“We are All Anti-Establishment Now”! By Richard Miller (Somewhere in Europe)
Is "Anti-Establishment Rhetoric" Now a 'Far-Right' Offence?" is a question asked and answered by Mick Hume, regarding the present situation in the UK, where the ultra-woke Labor government is emptying jails of violent criminals to put in their place White protesters, some of whom merely re-posted social media material. As noted:
"An Englishman who the judge condemned as a "keyboard warrior" has been jailed for three years for posts he made on Twitter/X during the recent UK riots. When Wayne O'Rourke from Lincoln first appeared in court, the BBC reported that prosecutors alleged his posts contained "anti-Muslim and anti-establishment rhetoric." While the anti-Muslim rhetoric has for some time been a near hanging offence, it is somewhat new to be prosecuted for "anti-establishment rhetoric." What about all the Marxist books at universities such as Oxford and Cambridge which advocate revolution, or neo-Marxist academics working away at universities across the UK for the same end? No, it is only Whites from the Right that are punished in this way.
"Nonetheless, the state's careful coupling of "anti-Muslim and anti-establishment rhetoric" in court is a new political landmark.
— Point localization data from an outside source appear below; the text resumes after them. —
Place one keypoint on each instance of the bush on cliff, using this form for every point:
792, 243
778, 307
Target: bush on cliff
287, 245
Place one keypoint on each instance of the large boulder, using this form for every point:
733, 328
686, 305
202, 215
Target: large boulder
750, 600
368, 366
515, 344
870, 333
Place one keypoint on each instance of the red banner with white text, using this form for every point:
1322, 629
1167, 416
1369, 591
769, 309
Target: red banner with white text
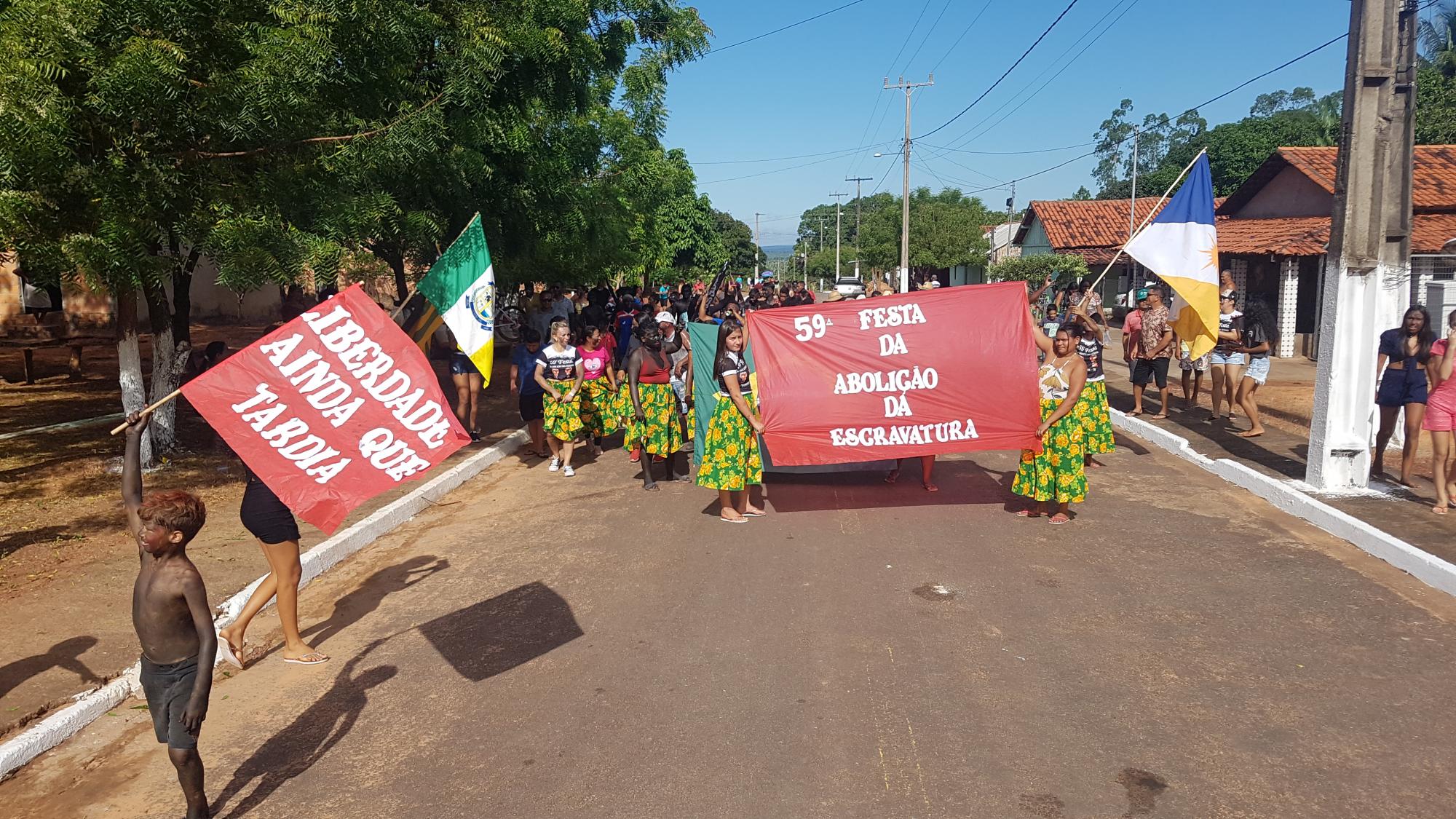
331, 410
898, 376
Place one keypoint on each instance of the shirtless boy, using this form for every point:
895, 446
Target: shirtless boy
173, 618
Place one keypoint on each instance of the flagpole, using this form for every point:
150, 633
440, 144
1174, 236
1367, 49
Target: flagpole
416, 286
1150, 218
It captures the way in which the authorities, from Keir Starmer's Labour government downwards, are exploiting the thuggish antics of a few 'far-right' rioters to try to outlaw any criticism of the Westminster elites' disastrous policies on everything from mass immigration to law and order.
By equating anti-migrant and anti-establishment feeling, they have somehow twisted the public's anger over the brutal murder of three working class girls in Southport to tar the working classes as racist 'Islamophobes' who must be censored if not incarcerated."
This is a whole new level of woke Leftist tyranny. And it was not just people physically present at the riots; police worked overtime to find Whites who had posted criticisms on social media, and they too were subjected to the show trials. As polls are showing that 34 percent of the British public, more than the percentage who voted for Starmer, see immigration as a major problem, the Labor strategy is to make one third of the population potential criminals.
Thus, I could not agree more with this conclusion: "Some conservatives may feel rather uncomfortable with being put in the radical, anti-establishment camp today. Yet it's important to recognise that the ruling leftist establishment—"a group in a society exercising power and influence and resisting change," just as the traditional establishment once did—is on the other side of the battlelines in everything from the crucial fight for free speech to the wider culture wars.
Anybody who wants to change the direction in which British and European society is heading, and stand up for free speech and democracy, needs to ignore their 'far-right' name-calling and declare that we are all anti-establishment now."
If opposing mass immigration is racist, then we are all racists now!